Is Silicon Valley no longer start-up central in the US? 5 southern cities drawing tech companies like Tesla and Apple away from California to Texas, Georgia, Arizona and Florida
Author: South China Morning Post
For tech giants as well as aspiring wannabes, California’s Silicon Valley has long been the promised land but that may now be changing with even Apple itself decentralising to other parts of the US, joining an exodus that ramped up last year to unprecedented levels.
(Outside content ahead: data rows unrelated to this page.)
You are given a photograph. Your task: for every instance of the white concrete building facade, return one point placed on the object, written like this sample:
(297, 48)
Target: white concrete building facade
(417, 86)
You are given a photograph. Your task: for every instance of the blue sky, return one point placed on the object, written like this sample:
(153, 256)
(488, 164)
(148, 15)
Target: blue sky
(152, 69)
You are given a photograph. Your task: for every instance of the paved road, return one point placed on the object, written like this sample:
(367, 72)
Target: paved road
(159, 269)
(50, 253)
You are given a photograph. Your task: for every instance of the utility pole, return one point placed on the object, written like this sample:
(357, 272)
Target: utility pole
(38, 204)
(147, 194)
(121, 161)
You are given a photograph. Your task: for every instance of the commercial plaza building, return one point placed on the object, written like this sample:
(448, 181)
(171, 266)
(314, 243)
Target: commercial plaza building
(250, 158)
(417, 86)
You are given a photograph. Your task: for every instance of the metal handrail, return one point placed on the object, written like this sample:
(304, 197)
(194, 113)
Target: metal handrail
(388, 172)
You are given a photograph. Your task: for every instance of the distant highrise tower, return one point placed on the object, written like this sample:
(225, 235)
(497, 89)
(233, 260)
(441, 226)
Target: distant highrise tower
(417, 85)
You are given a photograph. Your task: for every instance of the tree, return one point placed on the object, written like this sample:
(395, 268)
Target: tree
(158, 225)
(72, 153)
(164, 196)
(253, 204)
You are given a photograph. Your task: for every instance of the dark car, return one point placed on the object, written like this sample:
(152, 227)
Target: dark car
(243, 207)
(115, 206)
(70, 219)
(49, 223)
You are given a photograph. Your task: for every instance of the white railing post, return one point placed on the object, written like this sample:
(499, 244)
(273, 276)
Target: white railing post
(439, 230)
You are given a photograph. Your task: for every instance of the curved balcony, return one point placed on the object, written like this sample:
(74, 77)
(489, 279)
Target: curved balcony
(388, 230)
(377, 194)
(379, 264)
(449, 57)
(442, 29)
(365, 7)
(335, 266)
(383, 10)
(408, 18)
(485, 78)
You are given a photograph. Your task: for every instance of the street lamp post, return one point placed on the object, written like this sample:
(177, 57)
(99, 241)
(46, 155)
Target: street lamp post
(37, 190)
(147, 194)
According to research by the Hoover Institution at Stanford University, factors such as high tax rates (specifically on real estate), punitive regulations, high labour costs and declining quality of life are all contributing factors. Texas is the most popular state for relocation, already home to Oracle Corp and Hewlett Packard (HP) offices, as well as Tesla, Elon Musk’s game-changing carmaker. Arizona, newly dubbed the “Silicon Desert”, is a start-up hotbed, attracting the likes of Uber, Yelp and Shutterfly, while Atlanta, Georgia – where giants such as Apple and Microsoft have expanded in recent years – is climbing up the tech hub rankings.
And as companies relocate, developers are meeting their workforce’s accommodation needs with new luxury residential projects that provide a Silicon Valley/New York-inspired urban live-work-play lifestyle.